August 18 promises to be a landmark day in Miami-Dade County for the multitude of unmarried couples living in long-term, committed relationships.
At 10 a.m. the Miami-Dade community services department will open the county’s first domestic partnership registry. County commissioners approved the measure May 20, with an 8 - 4 vote.
The decision was hailed as a thorough, if not long overdue, victory for the gay community and for countless unmarried straight couples.
As the department prepares for what could be dozens of gay and straight couples lining up on the ninth floor of the county building to be among the first to register, Amendment 2—the statewide measure to recognize only one-man-one-woman marriages—looms on the Nov. 4 ballot.
If 60 percent of Florida voters approve it, Amendment 2 could render the county registry null and void.
That threat, however, is not enough to scare off as many as 30 couples whom GLBT organizers expect to register Monday.
Sonya Perez, a spokesperson for the community services department, said the county will provide the couples a waiting room and an on-premises notary Monday to help finalize the documents of those couples who have not yet finished their paperwork. County workers will be specially assigned to handle the amount of applications on Monday as well, Perez said.
For two Miami couples, attorneys Mark Balzli and Jeff Hearne, and gay activist Kirk Arthur and chemical engineer Alfredo Iglesias, the event is more than just a photo op.
Both couples say the registry is a small step toward a larger goal: that of marriage equality.
Both couples have children. Balzli and Hearne, together for six years, are raising their son Aidan, who, at 8 years-old, is obsessed with dinosaurs. Arthur and Iglesias’ 19 year-old son Alfie lives on his own in San Diego, Calif.
Together the couples represent two successful gay families at different points in their lives. And each have taken measures to get some form of legal recognition for their union. The attorneys were among the first couples to register as domestic partners in Miami Beach in 2003. Arthur and Iglesias were married July 11 in California.

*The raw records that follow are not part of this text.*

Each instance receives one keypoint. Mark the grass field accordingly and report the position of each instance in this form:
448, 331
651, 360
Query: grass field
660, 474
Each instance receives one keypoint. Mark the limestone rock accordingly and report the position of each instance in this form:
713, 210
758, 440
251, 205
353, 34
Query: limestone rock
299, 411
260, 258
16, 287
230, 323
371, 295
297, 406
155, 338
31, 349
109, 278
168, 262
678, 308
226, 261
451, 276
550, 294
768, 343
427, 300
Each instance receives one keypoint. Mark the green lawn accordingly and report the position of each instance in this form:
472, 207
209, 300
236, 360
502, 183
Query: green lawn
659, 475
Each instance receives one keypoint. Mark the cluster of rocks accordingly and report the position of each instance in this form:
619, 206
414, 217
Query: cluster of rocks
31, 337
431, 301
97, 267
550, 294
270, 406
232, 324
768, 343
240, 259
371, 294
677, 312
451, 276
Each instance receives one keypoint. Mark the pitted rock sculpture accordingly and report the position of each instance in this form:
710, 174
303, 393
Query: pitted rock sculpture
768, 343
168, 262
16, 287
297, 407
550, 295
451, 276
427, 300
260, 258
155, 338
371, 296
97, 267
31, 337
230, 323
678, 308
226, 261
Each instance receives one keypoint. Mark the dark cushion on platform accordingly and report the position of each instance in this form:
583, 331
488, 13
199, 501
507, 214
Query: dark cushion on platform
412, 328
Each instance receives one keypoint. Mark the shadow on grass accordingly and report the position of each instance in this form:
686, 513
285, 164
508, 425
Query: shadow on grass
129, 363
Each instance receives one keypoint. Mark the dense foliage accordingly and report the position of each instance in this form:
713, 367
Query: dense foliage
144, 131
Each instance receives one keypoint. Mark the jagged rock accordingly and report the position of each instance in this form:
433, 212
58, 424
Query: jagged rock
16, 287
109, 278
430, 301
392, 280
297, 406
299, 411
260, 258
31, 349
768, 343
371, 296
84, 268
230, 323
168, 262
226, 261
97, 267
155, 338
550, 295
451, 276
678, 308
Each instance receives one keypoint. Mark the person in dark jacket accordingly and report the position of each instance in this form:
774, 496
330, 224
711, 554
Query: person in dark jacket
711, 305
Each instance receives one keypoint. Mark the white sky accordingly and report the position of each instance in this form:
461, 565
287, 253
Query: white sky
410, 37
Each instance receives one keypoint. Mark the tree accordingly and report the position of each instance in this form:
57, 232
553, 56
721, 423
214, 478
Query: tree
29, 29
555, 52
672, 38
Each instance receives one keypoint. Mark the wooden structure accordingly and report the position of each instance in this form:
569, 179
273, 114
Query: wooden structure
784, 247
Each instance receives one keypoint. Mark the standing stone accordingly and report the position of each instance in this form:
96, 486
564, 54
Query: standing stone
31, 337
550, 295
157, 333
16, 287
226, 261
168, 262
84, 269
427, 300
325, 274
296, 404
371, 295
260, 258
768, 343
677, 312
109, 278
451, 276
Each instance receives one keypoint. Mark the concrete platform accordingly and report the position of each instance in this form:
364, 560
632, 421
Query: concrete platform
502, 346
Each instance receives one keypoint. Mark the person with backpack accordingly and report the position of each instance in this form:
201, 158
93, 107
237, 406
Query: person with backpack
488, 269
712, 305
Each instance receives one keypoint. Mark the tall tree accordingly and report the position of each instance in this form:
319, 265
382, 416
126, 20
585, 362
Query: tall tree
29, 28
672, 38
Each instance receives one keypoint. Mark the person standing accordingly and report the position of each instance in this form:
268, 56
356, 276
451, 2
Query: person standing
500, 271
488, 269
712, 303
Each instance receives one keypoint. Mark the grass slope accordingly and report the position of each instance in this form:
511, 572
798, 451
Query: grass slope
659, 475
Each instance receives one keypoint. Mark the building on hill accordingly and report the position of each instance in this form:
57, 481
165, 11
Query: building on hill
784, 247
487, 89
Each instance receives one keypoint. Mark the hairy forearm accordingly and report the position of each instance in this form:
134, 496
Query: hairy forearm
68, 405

Their marriage, however, is not legally recognized in Florida due to current state laws.
Both couples said they were determined to step forward to be officially recognized here at home.
“The legislation says the county will honor our partnership,” Balzli said. “It’s not going to hurt. We have an eight-year-old boy and we don’t want to have issues.”

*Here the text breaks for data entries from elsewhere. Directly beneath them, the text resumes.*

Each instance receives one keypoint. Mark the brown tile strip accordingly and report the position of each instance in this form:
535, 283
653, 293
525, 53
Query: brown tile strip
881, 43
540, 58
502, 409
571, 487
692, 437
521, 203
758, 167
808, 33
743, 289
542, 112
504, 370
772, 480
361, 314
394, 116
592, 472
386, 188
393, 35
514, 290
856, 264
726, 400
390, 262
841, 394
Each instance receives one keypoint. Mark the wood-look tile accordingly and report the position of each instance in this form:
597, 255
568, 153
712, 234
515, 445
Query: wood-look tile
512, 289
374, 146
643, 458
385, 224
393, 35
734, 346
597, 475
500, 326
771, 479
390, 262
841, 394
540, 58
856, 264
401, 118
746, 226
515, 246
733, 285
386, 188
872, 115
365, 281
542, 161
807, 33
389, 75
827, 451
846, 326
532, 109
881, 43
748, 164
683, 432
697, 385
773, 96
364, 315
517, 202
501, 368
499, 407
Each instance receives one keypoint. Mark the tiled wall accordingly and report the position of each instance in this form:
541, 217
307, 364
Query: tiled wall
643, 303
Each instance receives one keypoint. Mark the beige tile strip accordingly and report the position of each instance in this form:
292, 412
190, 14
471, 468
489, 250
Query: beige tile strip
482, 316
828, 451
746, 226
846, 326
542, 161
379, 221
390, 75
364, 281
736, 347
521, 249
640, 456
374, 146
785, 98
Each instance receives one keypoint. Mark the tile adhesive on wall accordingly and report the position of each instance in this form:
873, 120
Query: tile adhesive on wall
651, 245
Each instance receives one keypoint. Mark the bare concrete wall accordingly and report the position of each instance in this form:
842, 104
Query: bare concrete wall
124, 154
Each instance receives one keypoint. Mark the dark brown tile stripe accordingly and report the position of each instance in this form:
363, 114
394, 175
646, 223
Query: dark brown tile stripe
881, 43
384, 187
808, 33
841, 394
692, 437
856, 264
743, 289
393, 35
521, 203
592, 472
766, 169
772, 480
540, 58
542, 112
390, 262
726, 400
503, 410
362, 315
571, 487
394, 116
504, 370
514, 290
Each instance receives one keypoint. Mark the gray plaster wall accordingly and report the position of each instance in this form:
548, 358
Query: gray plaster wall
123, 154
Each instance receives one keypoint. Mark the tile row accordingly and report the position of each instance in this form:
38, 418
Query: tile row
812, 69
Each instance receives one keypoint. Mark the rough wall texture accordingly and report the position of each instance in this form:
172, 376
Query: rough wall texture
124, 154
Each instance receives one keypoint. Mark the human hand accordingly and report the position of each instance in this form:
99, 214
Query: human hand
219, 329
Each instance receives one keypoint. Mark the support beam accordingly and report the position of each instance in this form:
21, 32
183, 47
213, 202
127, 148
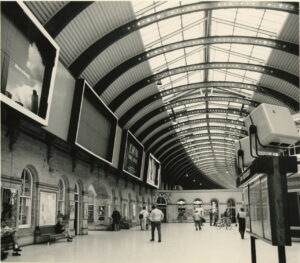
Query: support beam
186, 135
154, 139
130, 91
98, 46
138, 124
64, 16
109, 78
170, 128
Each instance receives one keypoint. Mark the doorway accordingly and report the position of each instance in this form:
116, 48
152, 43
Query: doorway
77, 209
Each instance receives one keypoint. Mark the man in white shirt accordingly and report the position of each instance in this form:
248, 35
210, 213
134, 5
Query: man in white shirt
156, 216
143, 215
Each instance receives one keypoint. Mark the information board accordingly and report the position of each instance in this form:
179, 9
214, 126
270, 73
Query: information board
153, 171
47, 208
92, 124
131, 155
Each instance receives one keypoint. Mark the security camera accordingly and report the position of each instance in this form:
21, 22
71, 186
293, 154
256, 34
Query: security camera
244, 153
274, 126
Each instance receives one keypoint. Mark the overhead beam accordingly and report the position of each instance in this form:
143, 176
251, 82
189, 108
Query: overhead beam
183, 150
64, 16
138, 124
123, 96
98, 46
290, 102
109, 78
169, 148
203, 153
157, 147
154, 139
170, 128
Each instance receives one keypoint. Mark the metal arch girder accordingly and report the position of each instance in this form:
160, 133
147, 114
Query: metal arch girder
64, 16
155, 112
109, 78
209, 183
89, 54
139, 106
179, 173
198, 143
185, 123
179, 156
180, 151
190, 130
178, 143
235, 137
122, 97
205, 159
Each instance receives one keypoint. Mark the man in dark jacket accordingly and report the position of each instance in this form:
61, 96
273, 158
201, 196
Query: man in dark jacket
116, 216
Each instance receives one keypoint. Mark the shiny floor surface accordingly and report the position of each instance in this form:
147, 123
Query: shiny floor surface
180, 243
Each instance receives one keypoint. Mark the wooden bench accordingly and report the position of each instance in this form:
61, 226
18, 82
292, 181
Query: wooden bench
6, 242
44, 234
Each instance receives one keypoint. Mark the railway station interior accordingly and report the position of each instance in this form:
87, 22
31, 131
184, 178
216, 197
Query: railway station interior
118, 107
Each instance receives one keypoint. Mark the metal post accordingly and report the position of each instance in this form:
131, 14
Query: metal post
253, 250
281, 254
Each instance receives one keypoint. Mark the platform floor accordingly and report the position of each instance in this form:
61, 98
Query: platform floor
180, 243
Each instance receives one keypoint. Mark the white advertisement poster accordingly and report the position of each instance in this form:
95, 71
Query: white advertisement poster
47, 208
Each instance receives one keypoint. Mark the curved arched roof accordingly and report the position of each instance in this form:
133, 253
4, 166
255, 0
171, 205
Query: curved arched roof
181, 76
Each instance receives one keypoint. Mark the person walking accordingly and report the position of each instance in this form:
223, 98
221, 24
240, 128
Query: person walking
116, 216
197, 219
143, 216
241, 217
156, 216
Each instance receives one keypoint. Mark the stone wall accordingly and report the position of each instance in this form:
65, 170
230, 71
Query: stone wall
189, 196
111, 190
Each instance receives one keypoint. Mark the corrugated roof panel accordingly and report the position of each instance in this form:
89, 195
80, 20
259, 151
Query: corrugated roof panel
113, 56
167, 124
126, 80
284, 61
151, 121
44, 10
290, 31
280, 85
267, 99
136, 98
143, 112
92, 23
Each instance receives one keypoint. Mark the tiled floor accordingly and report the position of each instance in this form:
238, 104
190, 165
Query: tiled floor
180, 243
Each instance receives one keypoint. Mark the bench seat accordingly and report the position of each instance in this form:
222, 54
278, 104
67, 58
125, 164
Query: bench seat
43, 234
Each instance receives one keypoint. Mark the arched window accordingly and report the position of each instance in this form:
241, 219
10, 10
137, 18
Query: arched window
91, 204
61, 197
181, 204
161, 201
230, 211
25, 199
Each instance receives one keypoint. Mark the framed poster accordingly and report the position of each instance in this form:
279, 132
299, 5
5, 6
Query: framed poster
153, 171
92, 125
47, 208
131, 155
85, 211
72, 210
9, 209
29, 55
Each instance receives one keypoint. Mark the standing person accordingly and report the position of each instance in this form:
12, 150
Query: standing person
116, 216
241, 217
210, 217
156, 216
60, 228
197, 219
11, 233
143, 216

The registry is especially beneficial to GLBT families with children: Florida is the only state in the U.S. that specifically outlaws gay couples from adopting together, and while the registry does not overturn that law, it does provide limited legal recognition of guardianship for both parents.

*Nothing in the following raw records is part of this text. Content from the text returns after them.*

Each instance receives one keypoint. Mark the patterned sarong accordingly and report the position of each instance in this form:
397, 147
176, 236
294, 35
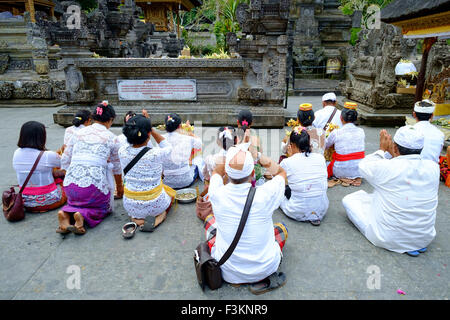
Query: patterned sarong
93, 205
281, 232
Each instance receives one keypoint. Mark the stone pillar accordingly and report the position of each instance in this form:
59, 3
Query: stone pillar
29, 6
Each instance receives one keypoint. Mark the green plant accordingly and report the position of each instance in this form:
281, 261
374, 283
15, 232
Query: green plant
354, 35
348, 7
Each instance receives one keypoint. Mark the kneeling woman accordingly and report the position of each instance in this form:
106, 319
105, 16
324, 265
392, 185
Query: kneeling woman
146, 199
307, 180
349, 146
91, 159
178, 173
43, 192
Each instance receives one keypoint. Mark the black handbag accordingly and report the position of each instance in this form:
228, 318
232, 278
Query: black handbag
206, 267
13, 206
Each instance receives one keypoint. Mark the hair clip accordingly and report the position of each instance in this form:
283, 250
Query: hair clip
299, 129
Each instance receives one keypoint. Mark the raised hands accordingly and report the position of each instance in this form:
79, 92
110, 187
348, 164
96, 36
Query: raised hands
386, 143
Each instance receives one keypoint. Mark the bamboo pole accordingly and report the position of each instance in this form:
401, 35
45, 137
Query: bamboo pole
427, 44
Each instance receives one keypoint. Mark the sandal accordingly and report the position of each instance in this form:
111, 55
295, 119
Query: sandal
129, 230
149, 224
274, 281
76, 230
64, 222
61, 231
333, 182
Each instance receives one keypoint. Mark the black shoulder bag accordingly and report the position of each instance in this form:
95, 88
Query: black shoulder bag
135, 160
207, 268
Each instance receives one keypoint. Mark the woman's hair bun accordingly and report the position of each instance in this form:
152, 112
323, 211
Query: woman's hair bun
136, 129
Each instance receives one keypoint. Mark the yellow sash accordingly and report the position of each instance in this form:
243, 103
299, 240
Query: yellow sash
151, 194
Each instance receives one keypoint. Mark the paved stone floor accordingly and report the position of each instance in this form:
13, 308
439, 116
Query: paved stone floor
328, 262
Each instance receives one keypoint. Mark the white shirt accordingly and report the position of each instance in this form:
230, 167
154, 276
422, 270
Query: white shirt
307, 178
177, 171
347, 139
403, 209
211, 162
257, 254
316, 138
23, 161
145, 176
93, 147
434, 140
122, 139
321, 117
70, 131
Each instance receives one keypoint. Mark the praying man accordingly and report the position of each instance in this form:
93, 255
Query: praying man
400, 215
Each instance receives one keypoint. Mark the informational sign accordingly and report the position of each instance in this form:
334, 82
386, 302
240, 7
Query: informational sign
157, 89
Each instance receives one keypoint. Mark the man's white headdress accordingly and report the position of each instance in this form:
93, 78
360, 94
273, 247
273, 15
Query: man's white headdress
425, 106
329, 96
248, 167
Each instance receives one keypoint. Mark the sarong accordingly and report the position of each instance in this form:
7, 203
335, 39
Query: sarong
45, 198
343, 157
280, 230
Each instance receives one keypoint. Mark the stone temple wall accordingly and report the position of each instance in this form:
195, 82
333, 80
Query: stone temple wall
218, 84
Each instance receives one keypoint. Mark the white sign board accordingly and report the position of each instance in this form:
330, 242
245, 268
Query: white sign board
157, 89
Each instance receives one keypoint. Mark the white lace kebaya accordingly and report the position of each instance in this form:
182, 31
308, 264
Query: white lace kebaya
346, 140
89, 155
177, 171
70, 132
145, 176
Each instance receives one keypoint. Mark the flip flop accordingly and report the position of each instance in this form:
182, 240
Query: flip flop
149, 224
75, 230
414, 253
129, 230
274, 281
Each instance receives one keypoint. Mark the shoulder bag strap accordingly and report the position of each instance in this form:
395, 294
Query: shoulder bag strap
31, 171
135, 160
331, 118
233, 245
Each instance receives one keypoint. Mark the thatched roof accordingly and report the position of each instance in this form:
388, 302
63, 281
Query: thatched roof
409, 9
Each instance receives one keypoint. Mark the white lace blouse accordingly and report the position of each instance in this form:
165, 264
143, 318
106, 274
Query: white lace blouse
87, 157
23, 161
316, 138
70, 132
346, 140
145, 176
211, 162
177, 171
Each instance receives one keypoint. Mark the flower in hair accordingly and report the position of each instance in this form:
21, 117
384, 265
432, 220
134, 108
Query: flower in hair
299, 129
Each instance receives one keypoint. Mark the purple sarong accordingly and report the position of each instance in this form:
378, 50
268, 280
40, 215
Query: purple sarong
93, 205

The Miami-Dade registry will also give couples more leverage in emergency circumstances to deal with their finances and property in case one of them passes away.
“It’s not marriage, but it’s a start,” said Orlando Gonzales, SAVE’s interim executive director. “After we achieve [marriage] then there will be another celebration.”
For the meantime, Gonzales said, the new registry provides an opportunity for the public to break through preconceived notions about the gay community. He said the registry will help “quantify” how many GLBT people are in serious committed family relationships. That information, he said, will help inform future policy making.
Like most gay couples who’ve built lives together, Arthur and Iglesias say they don’t need a certificate to define their relationship, after 13 years together in a committed relationship.
But Arthur and Iglesias said the new registry provides an extra measure of security. Aside from establishing a legal recognition of their bond, being registered will serve to keep things, “straight” with the public.
“It solves a lot of the ambiguities,” Iglesias said.
“It just feels good,” Arthur chimes in. “You have a word that people understand, and there’s no question.”
Miami-Dade’s registry is the latest controversial issue to swing in the gay community’s favor. In 2002, SAVE was instrumental in beating a repeal of the county’s Human Rights Ordinance which barred sexual orientation discrimination. The county was at the center of the 1970s gay movement when county commissioners defeated Anita Bryant’s Save Our Children campaign, which would have repealed a local Dade county ordinance that prohibited discrimination based on sexual orientation.
Heddy Peña, SAVE’s former executive director, played a key role in winning commissioner’s support for the Miami-Dade registry. She said while she recognizes the historic nature of the inaugural date, she is not quite ready to celebrate.
“For the moment it’s a step forward,” she said. “But in the long run, depending on what happens with Amendment 2, it could be a step back.”
Peña stepped down from SAVE last week to focus her efforts on the campaign to defeat Amendment 2, which threatens to disband the registry if approved by voters Nov. 4. She said she will be “showing up” to the county building Monday.
SAVE’s board of directors will likely announce its choice for its next executive director, Gonzales said. In the meantime the organization will focus on defeating Amendment 2, and thus protecting the rights that the Miami Dade registry provides.